A crate is dragged 3m along a smooth level floor by a 30n force applied at 25deg to the floor. Then it is pulled 4m up a ramp inclined at 20deg to the horizontal, using the same force. Then, the crate is dragged a further 5m along a level platform using the same force. Determine the total work done in moving the crate.
To determine the total work done in moving the crate, we need to calculate the work done in each specific segment of the motion and then add them up.
Let's break down the motion into three segments:
1. Dragging the crate 3m along a smooth level floor.
2. Pulling the crate 4m up a ramp inclined at 20 degrees to the horizontal.
3. Dragging the crate a further 5m along a level platform.
Segment 1 - Dragging along a smooth level floor:
We know that work done (W) is equal to force (F) multiplied by displacement (d) along the direction of the force.
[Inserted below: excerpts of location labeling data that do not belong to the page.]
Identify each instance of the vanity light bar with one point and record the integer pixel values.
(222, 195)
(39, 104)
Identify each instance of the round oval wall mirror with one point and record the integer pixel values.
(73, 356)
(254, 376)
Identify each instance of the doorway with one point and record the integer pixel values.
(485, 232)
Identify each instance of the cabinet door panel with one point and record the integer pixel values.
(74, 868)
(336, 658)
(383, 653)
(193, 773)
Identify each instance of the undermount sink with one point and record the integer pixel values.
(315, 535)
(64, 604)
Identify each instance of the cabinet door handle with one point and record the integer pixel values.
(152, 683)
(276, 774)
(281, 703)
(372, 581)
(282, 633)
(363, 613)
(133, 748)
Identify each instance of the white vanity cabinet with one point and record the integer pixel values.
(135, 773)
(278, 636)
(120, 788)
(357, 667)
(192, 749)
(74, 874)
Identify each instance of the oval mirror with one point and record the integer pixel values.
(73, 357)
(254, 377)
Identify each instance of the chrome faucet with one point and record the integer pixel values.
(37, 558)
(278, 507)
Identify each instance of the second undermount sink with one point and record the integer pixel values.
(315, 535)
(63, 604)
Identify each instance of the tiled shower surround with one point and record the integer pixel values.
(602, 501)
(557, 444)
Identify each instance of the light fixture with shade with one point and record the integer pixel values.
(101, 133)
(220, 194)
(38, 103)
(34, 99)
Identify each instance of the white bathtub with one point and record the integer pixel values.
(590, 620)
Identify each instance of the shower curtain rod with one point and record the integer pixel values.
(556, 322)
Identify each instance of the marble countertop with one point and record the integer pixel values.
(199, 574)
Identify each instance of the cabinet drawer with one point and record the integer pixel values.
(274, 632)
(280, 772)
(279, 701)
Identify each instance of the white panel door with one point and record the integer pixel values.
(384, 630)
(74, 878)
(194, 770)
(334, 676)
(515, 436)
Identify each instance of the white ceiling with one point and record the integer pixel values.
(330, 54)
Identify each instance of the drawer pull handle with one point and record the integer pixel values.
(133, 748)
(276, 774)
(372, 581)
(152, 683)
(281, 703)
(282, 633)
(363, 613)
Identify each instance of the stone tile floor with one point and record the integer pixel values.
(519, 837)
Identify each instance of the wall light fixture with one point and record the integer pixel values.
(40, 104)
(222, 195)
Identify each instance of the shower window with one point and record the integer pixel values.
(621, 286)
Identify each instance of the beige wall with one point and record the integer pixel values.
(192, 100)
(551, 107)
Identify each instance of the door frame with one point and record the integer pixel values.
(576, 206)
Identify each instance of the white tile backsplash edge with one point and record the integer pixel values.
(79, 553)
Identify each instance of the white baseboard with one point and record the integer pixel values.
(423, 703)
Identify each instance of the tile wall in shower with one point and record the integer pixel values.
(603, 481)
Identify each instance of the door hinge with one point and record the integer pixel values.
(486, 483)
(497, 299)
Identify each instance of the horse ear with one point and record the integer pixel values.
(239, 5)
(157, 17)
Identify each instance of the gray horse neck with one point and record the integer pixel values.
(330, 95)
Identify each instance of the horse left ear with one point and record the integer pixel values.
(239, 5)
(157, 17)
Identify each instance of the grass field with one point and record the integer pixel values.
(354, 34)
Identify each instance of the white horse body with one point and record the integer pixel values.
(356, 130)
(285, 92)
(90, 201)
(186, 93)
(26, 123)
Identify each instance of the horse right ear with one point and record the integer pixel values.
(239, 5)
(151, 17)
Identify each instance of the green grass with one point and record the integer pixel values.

In this case, the force applied is 30N.
The component of the force along the direction of displacement is given by F * cos(theta), where theta is the angle between the force and the displacement.
Theta = 25 degrees
Cos(theta) = cos(25) = 0.9063 (approximately)
The displacement is 3m.
So, work done in this segment = F * cos(theta) * d
= 30N * 0.9063 * 3m
= 81.57 Joules (approximately)
Segment 2 - Pulling up the inclined ramp:
In this segment, we need to consider the work done against gravity in pulling the crate up the ramp.
The force applied is still 30N, but now we need to consider its component perpendicular (Fn) and parallel (Fp) to the inclined ramp.
Fn = F * sin(theta) = 30N * sin(20) = 10.23N (approximately)
Fp = F * cos(theta) = 30N * cos(20) = 28.70N (approximately)
The perpendicular force Fn is responsible for moving the crate vertically against gravity.
The displacement in the vertical direction is 4m.
So, work done in this segment = Fn * d
= 10.23N * 4m
= 40.92 Joules (approximately)
Segment 3 - Dragging along a smooth level platform:
Similar to segment 1, the force applied is still 30N, and the displacement is 5m.
The angle between the force and the displacement is 0 degrees since they are in the same direction.
So, work done in this segment = F * cos(theta) * d
= 30N * 1 * 5m
= 150 Joules
Now, we can find the total work done in moving the crate by summing up the work done in each segment.
Total work done = Work in Segment 1 + Work in Segment 2 + Work in Segment 3
= 81.57 Joules + 40.92 Joules + 150 Joules
= 272.49 Joules (approximately)
Therefore, the total work done in moving the crate is approximately 272.49 Joules.